In this document I'll give a quick review of some exiting new features for SparkR from the new 1.5 version that had it's official release today.
Rstudio provisioned
Starting a full start SparkR service on aws just got a whole lot easier. It takes about 15 minutes and only requires you to do three simple things.
Step 1: Command line
If you have your amazon .pem
files in order on your machine as well as your aws credentials in your .bash_profile
you can use the command line app in the spark-ec2
folder to start up a cluster on amazon.
From this folder, run this command;
./spark-ec2 \
--key-pair=pems \
--identity-file=/path/pems.pem \
--region=eu-west-1 \
-s 4 \
--instance-type c3.xlarge \
--copy-aws-credentials
launch my-spark-cluster
This example will start a cluster with 4 slave nodes of type c3.xlarge in the eu-west-1 region.

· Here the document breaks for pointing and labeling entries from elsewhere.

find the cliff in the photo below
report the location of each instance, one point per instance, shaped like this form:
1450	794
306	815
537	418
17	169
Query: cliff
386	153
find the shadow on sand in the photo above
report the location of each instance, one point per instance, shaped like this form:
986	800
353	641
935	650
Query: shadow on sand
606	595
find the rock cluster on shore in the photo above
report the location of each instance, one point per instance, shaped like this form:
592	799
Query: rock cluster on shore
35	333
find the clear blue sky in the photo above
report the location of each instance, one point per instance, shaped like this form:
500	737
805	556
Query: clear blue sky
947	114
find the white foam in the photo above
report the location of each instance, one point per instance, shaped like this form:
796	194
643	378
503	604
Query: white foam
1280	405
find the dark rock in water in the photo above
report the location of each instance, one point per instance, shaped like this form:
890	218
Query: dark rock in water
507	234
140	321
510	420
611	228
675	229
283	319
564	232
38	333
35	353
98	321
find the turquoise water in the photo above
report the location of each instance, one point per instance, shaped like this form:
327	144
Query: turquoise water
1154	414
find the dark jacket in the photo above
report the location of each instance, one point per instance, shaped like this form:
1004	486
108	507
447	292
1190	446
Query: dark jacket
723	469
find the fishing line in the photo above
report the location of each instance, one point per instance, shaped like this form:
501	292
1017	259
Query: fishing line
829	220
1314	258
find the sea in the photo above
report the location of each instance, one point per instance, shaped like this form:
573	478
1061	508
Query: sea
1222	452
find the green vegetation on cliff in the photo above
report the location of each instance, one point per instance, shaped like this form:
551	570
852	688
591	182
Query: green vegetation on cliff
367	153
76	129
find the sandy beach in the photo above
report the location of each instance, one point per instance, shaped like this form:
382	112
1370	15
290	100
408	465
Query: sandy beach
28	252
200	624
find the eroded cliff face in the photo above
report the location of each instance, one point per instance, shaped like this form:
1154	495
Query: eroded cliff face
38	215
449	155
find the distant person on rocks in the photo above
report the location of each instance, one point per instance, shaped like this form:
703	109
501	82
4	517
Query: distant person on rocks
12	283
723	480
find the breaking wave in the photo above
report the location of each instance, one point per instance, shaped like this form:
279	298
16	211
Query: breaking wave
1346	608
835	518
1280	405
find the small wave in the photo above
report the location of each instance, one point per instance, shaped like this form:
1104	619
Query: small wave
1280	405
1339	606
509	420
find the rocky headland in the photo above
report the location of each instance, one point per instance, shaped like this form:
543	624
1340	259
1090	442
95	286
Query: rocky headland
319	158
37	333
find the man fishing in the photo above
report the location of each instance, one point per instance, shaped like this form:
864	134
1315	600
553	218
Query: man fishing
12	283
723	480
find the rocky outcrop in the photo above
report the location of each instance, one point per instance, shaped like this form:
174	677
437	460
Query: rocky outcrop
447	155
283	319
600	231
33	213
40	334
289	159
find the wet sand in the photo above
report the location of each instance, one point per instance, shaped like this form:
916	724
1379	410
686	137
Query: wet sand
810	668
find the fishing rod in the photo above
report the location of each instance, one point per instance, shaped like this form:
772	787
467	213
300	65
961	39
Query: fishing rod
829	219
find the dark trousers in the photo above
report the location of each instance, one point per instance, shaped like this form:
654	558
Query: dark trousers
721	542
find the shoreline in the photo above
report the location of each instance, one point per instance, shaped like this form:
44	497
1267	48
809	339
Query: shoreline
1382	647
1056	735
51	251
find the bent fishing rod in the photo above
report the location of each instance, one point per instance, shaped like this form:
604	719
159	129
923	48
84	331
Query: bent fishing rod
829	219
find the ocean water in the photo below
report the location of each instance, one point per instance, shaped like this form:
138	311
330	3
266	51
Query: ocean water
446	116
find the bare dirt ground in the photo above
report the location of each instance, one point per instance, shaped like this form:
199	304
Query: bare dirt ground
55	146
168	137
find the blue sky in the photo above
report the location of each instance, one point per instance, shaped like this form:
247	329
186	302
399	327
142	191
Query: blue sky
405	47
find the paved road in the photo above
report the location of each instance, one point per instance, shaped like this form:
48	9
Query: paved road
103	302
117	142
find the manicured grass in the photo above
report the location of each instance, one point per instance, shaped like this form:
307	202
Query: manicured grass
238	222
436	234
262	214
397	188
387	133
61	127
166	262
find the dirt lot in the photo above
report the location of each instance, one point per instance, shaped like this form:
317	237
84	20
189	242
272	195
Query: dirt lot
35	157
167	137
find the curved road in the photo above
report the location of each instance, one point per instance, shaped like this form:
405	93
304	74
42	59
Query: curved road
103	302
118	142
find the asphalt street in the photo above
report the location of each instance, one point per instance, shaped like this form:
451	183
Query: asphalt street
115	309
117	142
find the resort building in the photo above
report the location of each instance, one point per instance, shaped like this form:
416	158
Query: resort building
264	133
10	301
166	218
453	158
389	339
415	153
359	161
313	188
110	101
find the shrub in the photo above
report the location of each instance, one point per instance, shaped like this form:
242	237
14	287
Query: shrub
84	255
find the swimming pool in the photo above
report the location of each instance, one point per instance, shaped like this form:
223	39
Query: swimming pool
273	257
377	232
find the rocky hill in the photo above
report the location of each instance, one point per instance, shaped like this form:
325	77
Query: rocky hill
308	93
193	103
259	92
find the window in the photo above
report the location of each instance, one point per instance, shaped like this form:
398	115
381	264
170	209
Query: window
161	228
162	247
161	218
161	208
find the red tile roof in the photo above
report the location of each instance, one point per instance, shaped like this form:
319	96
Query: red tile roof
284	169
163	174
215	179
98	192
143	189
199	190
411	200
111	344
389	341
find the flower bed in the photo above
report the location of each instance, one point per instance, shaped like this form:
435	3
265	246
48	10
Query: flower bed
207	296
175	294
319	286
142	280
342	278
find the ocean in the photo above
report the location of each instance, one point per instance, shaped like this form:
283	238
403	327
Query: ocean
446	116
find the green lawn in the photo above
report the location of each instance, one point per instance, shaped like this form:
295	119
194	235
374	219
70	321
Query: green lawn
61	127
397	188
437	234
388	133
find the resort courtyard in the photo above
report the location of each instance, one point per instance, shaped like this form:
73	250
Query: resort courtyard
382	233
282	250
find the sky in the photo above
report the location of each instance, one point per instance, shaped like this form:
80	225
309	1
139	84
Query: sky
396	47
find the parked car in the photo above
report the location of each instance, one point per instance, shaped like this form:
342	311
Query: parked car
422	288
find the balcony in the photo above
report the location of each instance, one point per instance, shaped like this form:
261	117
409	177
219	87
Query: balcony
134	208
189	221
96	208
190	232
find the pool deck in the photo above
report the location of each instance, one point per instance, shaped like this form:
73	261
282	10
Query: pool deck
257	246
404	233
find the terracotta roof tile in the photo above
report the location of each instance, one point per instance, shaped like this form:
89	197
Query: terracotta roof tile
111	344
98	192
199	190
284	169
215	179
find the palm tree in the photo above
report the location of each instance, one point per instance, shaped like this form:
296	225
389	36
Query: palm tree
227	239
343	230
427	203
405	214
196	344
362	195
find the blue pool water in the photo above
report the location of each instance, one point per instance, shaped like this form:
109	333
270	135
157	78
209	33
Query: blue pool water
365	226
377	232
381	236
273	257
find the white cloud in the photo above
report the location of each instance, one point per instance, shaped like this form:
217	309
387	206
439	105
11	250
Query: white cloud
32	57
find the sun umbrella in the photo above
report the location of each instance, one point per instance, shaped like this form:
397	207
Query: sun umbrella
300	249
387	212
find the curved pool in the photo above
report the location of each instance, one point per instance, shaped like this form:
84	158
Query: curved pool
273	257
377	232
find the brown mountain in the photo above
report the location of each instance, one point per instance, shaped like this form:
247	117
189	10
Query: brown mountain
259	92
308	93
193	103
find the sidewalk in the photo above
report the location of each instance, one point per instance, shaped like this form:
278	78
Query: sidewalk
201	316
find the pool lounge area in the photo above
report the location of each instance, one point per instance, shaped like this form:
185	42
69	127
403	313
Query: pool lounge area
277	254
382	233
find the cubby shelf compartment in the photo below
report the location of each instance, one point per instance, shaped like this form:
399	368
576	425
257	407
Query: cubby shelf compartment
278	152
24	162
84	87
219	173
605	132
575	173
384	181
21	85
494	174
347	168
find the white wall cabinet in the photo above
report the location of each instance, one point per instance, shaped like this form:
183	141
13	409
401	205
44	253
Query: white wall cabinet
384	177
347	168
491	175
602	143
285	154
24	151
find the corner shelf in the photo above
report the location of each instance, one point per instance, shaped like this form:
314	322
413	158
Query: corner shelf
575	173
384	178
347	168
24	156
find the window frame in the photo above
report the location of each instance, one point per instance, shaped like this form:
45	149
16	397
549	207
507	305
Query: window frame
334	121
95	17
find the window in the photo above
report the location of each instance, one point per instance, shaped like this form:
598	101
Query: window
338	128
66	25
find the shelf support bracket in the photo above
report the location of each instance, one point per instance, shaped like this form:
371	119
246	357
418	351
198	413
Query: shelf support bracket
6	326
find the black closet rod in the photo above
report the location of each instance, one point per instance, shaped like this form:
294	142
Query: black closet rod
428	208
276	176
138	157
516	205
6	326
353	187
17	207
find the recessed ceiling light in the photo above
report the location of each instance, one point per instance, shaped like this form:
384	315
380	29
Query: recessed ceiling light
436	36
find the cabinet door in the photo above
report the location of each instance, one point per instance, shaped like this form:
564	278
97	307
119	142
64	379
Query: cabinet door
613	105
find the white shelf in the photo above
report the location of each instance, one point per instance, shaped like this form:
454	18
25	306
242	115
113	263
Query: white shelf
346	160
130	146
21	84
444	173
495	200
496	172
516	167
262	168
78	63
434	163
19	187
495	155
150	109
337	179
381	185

The name of the cluster is 'my-spark-cluster'. If you want a bigger cluster, you can set the preferences here.
Step 2: Ssh + set password
The same command line app allows you to ssh into the master machine of the spark cluster.
./spark-ec2 -k pems-df -i /path/pems.pem --region=eu-west-1 login my-spark-cluster
Once you are logged in, you'll be logged in as the root user. For security reasons it is more preferable to have a seperate user for rstudio. This user has already been added to the system, the only thing you need to do is assign a password to it.
passwd rstudio
Step 3: Login
First, just check where the master server is located.
curl icanhazip.com
Then fill in the link in your favorite browser and go to port 8787 and log in with the 'rstudio' user and the password that you've set.
You can use the startSpark.R
script to quickly get started. It creates a sparkContext and a sqlContext which you can then use to create distributed dataframes on your cluster.
When you are done
If you are done with the cluster and saved all your files back to s3, you don't need to pay for the ec2 machines anymore. The cluster can then safely be destroyed via the same command line app as before.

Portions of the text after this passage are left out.